Nel giorno in cui ricorrono trent’anni dalla sua scomparsa, cosa possiamo dire di Freddie Mercury, oggi, se non ribadire una volta di più quanto ci manchi?

In un mondo, quello musicale, ancora diviso tra difensori e nemici del rock, giunto ad attingere da nuova linfa vitale per colpa o merito dei Maneskin, possiamo ben comprendere quanto una figura come quella del carismatico frontman dei Queen tornerebbe utile ai tempi nostri. Senza troppo curarsene, infatti, Freddie Mercury ha cavalcato l’onda, subendo le influenze che si alternavano via via a cavallo dei singoli decenni, finendo per domarle e (quasi) sempre da protagonista: dal rock progressivo degli esordi, passando per l’heavy metal (primordiale, intendiamoci), la disco, il synth-pop, l’opera, la musica classica (intesa, anche qui, in senso lato)… non c’è nota che in un modo o nell’altro non abbia cantato.

Il tutto con alterne fortune, dal momento che ha ragione anche chi (e non sono pochi) guarda alla ‘Regina’ con sospetto, mantenendo ovvero una certa distanza: riconoscendogli cioè la capacità di aver sfornato hit e classici, senza per questo, però, avvertire l’esigenza di riservarle una menzione speciale.

Ma la peculiarità di Freddie Mercury, oltre che nella sua stratosferica presenza scenica, risiedeva certo nel suo altrettanto grande talento compositivo ma, ancora più, nell’unicità della sua timbrica: pochi colleghi, pure importanti, suonano altrettanto riconoscibili, e ancora meno – non è un caso – sono quelli che abbiano mai provato a imitarlo.

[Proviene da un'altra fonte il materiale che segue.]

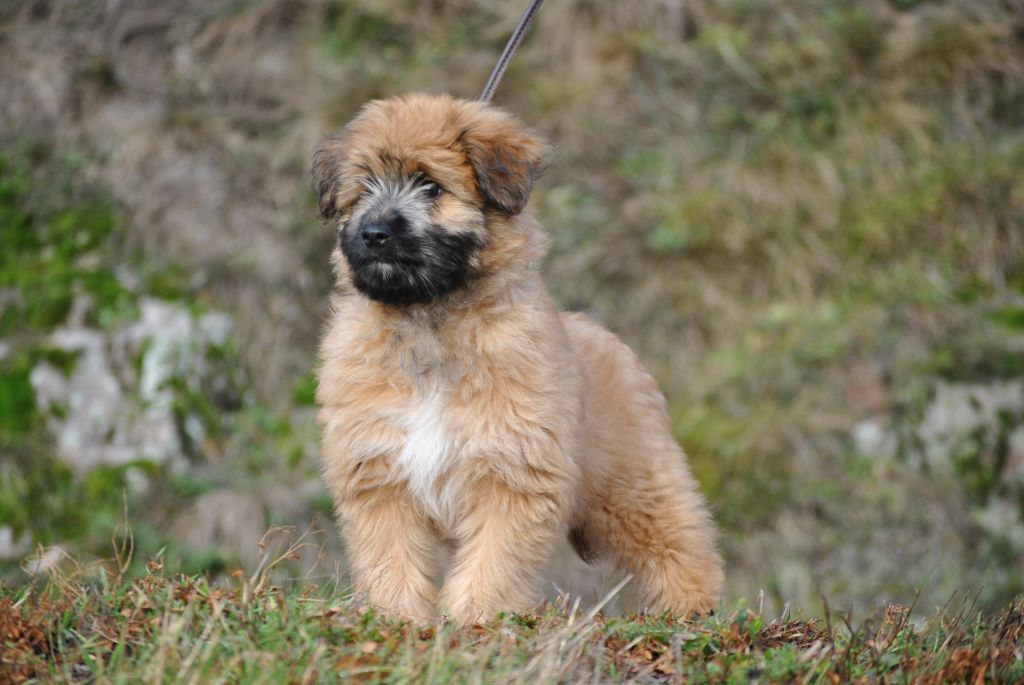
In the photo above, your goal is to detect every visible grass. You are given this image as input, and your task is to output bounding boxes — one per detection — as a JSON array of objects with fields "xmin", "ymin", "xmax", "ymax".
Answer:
[
  {"xmin": 6, "ymin": 0, "xmax": 1024, "ymax": 626},
  {"xmin": 0, "ymin": 529, "xmax": 1024, "ymax": 683}
]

Fondati i Queen unendosi agli Smile del cantante e bassista Tim Staffell (che, a voler esser cattivo, potremmo dire verrà ricordato per sempre per lo scarso fiuto artistico), ha formato assieme a Roger Taylor, Brian May e John Deacon una delle moltitudini compositive più riuscite e fortunate di tutti i tempi: non serve infatti essere un fan dei quattro per coglierne la grandezza e l’armonia d’insieme. Basta averli ascoltati mezza volta. Non è un caso non siano mai riusciti, singolarmente, a ricalcare neppure un poco il cammino svolto in collettivo: a cominciare proprio da Mercury, animato forse più dalla volontà di liberarsi dalle catene della vita in band che non da chissà quali ispirazioni.

In quel 24 novembre 1991, un giorno e mezzo dopo avere rivelato la propria malattia, risiede la fine non di un uomo ma di un’epoca: prima degli ultimi sussulti del rock così come lo si era conosciuto, prima che il grunge rimescolasse le carte e, subito dopo, prendessero piede il new metal o l’alternative, uno dei più grandi musicisti e intrattenitori vissuti su questo mondo salutava lasciando solo intendere di essere giunto al capolinea. Consapevole forse del miracolo tecnologico che avrebbe visto protagonisti i rimanenti membri dei Queen con l’ultimo Made In Heaven: composto da rielaborazioni delle sue (e altrui) già citate sortite da solista, e brani inediti che, seppure sapientemente rimaneggiati, fanno da eco a un vuoto ancora oggi incolmabile.